2022 Booklist

In summary, I read 72 books in 2022- the highest number since 2014. I have officially reached pre-child reading levels. I feel that must mean I've been neglecting other aspects of my life. But oh well, because what a lot of good books I've gotten to read! 

Longest book All Clear by Connie Willis. I love her time travel books and read her duology set in WWII in England, Blackout and All Clear, this year. She does write pretty chunky books! Great if you love immersive and detailed historical settings, but can mess with the pacing. She maintains the tension throughout the whole 800 pages of All Clear (and Blackout as well), though. Shortest book Every Heart a Doorway by Seanan McGuire is a brief novella based on a school for children who have been to fairytale worlds and then returned, and have to cope with the real world. A fascinating concept, and I've been wanting to read it for a while, though in the end I had mixed feelings about it. It's a strange book that does interesting things with a great idea though, so worth a read.

Oldest book Counterfeit by Sonia Cole, from 1955 (I think).
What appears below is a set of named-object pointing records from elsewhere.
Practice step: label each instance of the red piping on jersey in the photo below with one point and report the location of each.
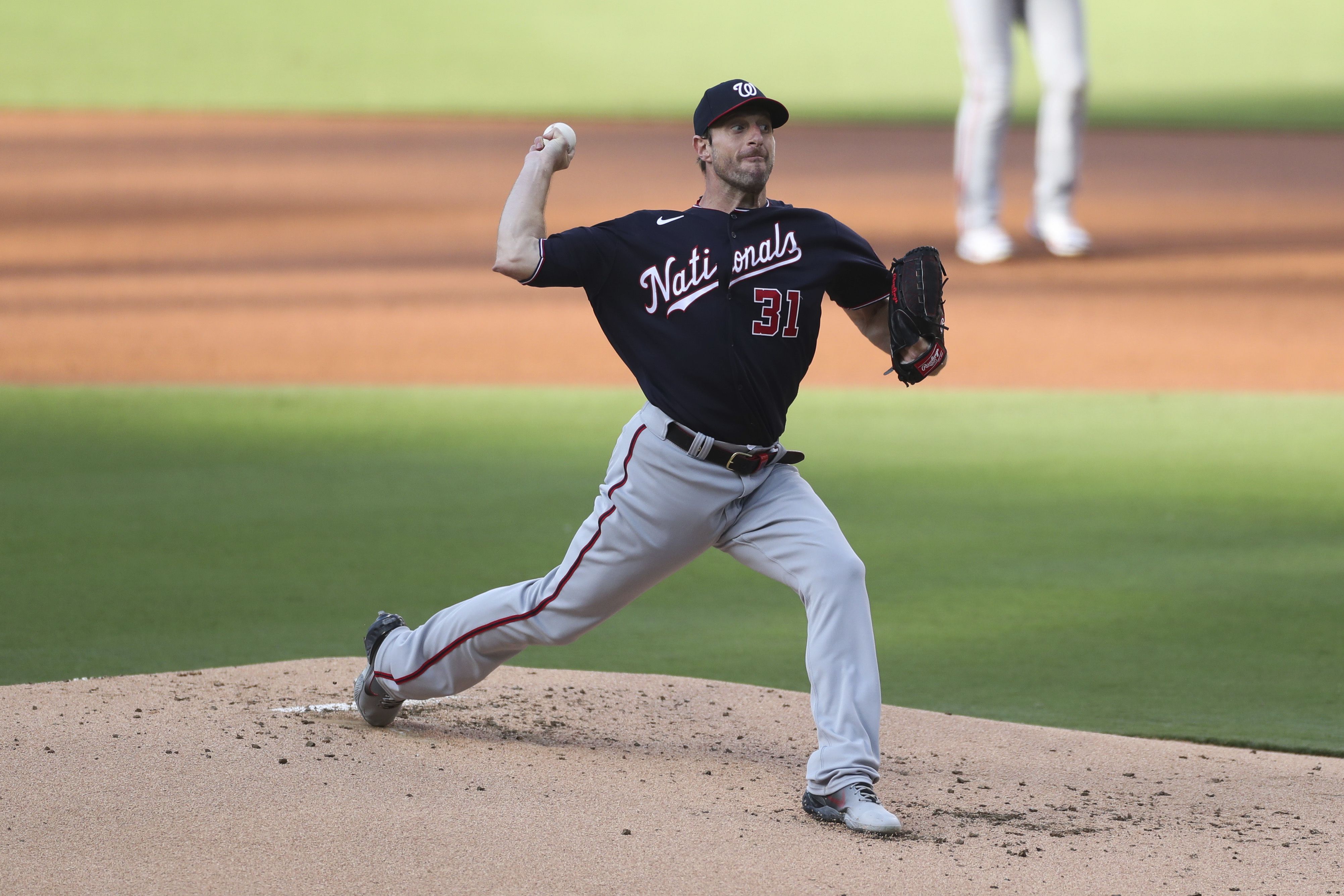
(541, 250)
(519, 617)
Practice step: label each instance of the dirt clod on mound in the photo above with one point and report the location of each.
(578, 782)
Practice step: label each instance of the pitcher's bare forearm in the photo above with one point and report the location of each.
(523, 222)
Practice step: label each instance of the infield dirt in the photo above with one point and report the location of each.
(357, 250)
(577, 782)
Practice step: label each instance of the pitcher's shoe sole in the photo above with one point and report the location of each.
(374, 703)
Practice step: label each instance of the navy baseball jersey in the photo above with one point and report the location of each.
(717, 314)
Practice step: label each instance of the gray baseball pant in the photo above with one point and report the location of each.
(656, 511)
(984, 32)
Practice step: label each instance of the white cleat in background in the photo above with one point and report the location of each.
(1061, 234)
(984, 245)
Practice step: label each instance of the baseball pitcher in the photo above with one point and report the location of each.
(716, 310)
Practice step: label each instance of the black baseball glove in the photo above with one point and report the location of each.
(916, 312)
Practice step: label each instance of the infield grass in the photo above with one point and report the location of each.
(1150, 565)
(1195, 62)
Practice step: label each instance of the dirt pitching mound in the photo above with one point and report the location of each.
(580, 782)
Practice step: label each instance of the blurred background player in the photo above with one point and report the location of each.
(984, 34)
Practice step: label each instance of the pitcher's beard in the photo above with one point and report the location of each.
(749, 182)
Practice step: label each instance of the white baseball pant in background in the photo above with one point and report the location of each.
(984, 32)
(659, 510)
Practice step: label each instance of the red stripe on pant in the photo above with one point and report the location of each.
(519, 617)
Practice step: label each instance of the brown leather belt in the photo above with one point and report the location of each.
(733, 457)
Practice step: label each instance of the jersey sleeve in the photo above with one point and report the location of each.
(859, 277)
(578, 257)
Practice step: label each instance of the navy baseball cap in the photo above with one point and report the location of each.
(724, 99)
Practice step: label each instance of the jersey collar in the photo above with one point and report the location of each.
(740, 211)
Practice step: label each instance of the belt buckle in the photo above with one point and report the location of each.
(757, 461)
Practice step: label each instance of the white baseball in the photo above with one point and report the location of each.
(560, 131)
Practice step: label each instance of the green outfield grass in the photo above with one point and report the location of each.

This is a book I picked up from a library cull a few years back, and finally got around to reading. It's non-fiction and looks at fakes and counterfeits throughout history, with an  archaeological/art history/paleontological perspective. I liked the idea but the treatment is a little brief, more a collection of anecdotes than a book at times. It's also the most obscure book I read this year, not even appearing in Goodreads. Newest book Hard to pick but at time of writing (vs time of reading) it would have to be Golden Enclaves by Naomi Novik, published late in September. I was so keen to get my hands on this- the last book in the Scholomance series about a somewhat malign magic school- and it delivered!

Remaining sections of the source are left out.